A Bayesian Framework for Active Tactile Object Recognition, Pose Estimation and Shape Transfer Learning
This work addresses the problem of enabling robots to explore and understand objects through touch, which is incremental as it builds on existing Bayesian and tactile methods.
The paper tackles active tactile object recognition, pose estimation, and shape transfer learning for robots by combining a particle filter and Gaussian process implicit surface in a Bayesian framework, demonstrating effectiveness in simulation for known objects and novel shape learning.

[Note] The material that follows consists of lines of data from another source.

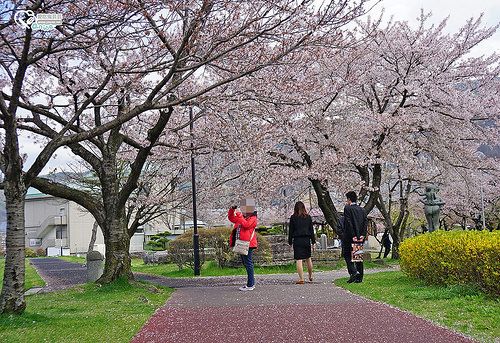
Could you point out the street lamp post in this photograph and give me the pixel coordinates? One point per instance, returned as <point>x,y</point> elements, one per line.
<point>196,242</point>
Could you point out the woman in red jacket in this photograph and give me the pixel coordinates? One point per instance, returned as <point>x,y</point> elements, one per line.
<point>244,227</point>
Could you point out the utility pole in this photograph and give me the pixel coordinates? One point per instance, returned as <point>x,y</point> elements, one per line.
<point>196,242</point>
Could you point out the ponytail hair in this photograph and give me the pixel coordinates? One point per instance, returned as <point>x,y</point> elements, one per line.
<point>300,210</point>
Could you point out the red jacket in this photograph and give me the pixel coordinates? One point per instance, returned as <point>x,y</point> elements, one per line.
<point>248,225</point>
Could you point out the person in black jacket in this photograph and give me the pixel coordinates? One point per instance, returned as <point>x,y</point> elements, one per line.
<point>301,235</point>
<point>354,230</point>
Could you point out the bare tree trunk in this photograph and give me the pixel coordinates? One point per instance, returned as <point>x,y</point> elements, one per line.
<point>12,296</point>
<point>93,237</point>
<point>325,203</point>
<point>117,263</point>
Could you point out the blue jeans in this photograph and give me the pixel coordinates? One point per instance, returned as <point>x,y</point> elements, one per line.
<point>248,263</point>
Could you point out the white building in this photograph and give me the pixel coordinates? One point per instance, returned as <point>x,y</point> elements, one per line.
<point>62,227</point>
<point>58,226</point>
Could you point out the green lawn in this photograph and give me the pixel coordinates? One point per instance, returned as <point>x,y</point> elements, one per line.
<point>461,308</point>
<point>31,279</point>
<point>88,313</point>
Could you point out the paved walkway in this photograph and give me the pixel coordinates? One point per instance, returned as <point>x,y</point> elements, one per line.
<point>212,309</point>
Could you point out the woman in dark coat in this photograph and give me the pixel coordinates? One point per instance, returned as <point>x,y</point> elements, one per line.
<point>301,235</point>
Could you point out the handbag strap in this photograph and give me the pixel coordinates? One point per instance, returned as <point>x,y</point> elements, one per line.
<point>253,233</point>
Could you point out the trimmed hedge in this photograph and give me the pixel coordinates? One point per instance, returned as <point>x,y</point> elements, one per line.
<point>454,257</point>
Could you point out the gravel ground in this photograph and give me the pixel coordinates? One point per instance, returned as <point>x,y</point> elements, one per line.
<point>212,309</point>
<point>59,274</point>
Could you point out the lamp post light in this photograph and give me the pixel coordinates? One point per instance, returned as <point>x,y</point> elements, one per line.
<point>196,242</point>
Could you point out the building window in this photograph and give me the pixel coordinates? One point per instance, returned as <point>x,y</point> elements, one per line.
<point>34,242</point>
<point>61,232</point>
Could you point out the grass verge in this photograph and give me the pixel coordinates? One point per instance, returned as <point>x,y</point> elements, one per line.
<point>461,308</point>
<point>32,279</point>
<point>87,313</point>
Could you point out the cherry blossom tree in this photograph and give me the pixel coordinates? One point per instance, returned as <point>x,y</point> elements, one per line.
<point>141,72</point>
<point>22,50</point>
<point>392,99</point>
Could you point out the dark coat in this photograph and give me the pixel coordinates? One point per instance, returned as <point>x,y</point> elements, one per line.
<point>386,241</point>
<point>300,227</point>
<point>340,228</point>
<point>355,222</point>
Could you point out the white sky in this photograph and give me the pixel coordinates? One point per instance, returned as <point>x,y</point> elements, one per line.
<point>409,10</point>
<point>459,12</point>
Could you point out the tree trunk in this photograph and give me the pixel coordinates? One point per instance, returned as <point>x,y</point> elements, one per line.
<point>12,296</point>
<point>93,237</point>
<point>325,203</point>
<point>117,263</point>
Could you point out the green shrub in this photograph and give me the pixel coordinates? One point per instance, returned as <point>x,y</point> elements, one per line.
<point>181,252</point>
<point>30,252</point>
<point>160,241</point>
<point>454,257</point>
<point>219,241</point>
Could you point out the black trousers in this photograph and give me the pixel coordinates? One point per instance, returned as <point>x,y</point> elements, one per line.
<point>352,267</point>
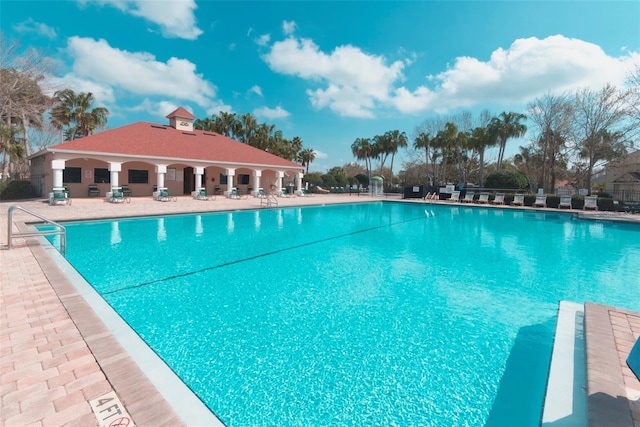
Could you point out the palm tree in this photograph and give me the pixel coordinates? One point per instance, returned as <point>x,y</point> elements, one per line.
<point>396,140</point>
<point>362,149</point>
<point>306,156</point>
<point>423,141</point>
<point>508,126</point>
<point>74,111</point>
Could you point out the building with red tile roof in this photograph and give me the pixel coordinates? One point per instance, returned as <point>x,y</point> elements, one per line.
<point>145,156</point>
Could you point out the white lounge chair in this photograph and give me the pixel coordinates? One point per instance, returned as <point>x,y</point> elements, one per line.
<point>518,200</point>
<point>499,199</point>
<point>484,198</point>
<point>541,201</point>
<point>565,202</point>
<point>455,197</point>
<point>590,202</point>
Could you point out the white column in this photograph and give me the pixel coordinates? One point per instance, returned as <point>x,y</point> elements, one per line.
<point>199,171</point>
<point>161,170</point>
<point>256,179</point>
<point>57,166</point>
<point>115,169</point>
<point>230,174</point>
<point>299,176</point>
<point>280,176</point>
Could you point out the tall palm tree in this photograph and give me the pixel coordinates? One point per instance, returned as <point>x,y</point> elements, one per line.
<point>74,110</point>
<point>423,141</point>
<point>248,128</point>
<point>396,140</point>
<point>508,126</point>
<point>362,149</point>
<point>307,156</point>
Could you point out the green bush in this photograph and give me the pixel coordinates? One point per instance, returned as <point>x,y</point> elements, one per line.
<point>514,180</point>
<point>14,190</point>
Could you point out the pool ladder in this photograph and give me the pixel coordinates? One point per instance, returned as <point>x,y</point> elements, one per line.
<point>59,230</point>
<point>268,200</point>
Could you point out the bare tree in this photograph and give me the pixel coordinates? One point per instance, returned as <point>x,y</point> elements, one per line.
<point>22,100</point>
<point>551,119</point>
<point>601,129</point>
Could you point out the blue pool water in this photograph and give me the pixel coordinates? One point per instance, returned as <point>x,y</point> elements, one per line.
<point>365,314</point>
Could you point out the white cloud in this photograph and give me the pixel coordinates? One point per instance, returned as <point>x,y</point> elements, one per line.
<point>271,113</point>
<point>257,90</point>
<point>103,94</point>
<point>288,27</point>
<point>357,84</point>
<point>320,154</point>
<point>138,73</point>
<point>354,81</point>
<point>175,18</point>
<point>263,40</point>
<point>31,26</point>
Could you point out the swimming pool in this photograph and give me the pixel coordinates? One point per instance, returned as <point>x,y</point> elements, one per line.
<point>377,313</point>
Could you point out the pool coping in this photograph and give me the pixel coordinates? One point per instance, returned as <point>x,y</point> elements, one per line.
<point>142,400</point>
<point>116,359</point>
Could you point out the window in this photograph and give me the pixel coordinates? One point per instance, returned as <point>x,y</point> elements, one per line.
<point>243,179</point>
<point>72,175</point>
<point>138,176</point>
<point>101,176</point>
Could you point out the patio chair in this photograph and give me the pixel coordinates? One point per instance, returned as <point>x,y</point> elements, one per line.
<point>565,202</point>
<point>126,190</point>
<point>518,200</point>
<point>93,191</point>
<point>117,196</point>
<point>541,201</point>
<point>498,200</point>
<point>484,198</point>
<point>590,202</point>
<point>59,196</point>
<point>163,196</point>
<point>202,194</point>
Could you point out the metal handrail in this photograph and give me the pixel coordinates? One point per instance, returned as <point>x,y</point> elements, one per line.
<point>59,230</point>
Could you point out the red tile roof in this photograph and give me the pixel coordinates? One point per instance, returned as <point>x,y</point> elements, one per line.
<point>143,139</point>
<point>182,113</point>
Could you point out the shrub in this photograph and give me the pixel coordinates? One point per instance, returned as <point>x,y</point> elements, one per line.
<point>13,190</point>
<point>514,180</point>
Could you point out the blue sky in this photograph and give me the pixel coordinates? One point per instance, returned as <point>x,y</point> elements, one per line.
<point>328,72</point>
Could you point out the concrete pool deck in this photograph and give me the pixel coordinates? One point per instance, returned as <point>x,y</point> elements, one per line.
<point>56,355</point>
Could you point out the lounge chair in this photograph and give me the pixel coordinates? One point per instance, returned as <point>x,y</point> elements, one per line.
<point>484,198</point>
<point>117,196</point>
<point>59,196</point>
<point>518,200</point>
<point>590,202</point>
<point>633,361</point>
<point>163,196</point>
<point>540,202</point>
<point>236,193</point>
<point>93,191</point>
<point>126,190</point>
<point>201,194</point>
<point>498,200</point>
<point>565,202</point>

As humans can explore and understand the world through active touch, similar capability is desired for robots. In this paper, we address the problem of active tactile object recognition, pose estimation and shape transfer learning, where a customized particle filter (PF) and Gaussian process implicit surface (GPIS) is combined in a unified Bayesian framework. Upon new tactile input, the customized PF updates the joint distribution of the object class and object pose while tracking the novelty of the object. Once a novel object is identified, its shape will be reconstructed using GPIS. By grounding the prior of the GPIS with the maximum-a-posteriori (MAP) estimation from the PF, the knowledge about known shapes can be transferred to learn novel shapes. An exploration procedure based on global shape estimation is proposed to guide active data acquisition and terminate the exploration upon sufficient information. Through experiments in simulation, the proposed framework demonstrated its effectiveness and efficiency in estimating object class and pose for known objects and learning novel shapes. Furthermore, it can recognize previously learned shapes reliably.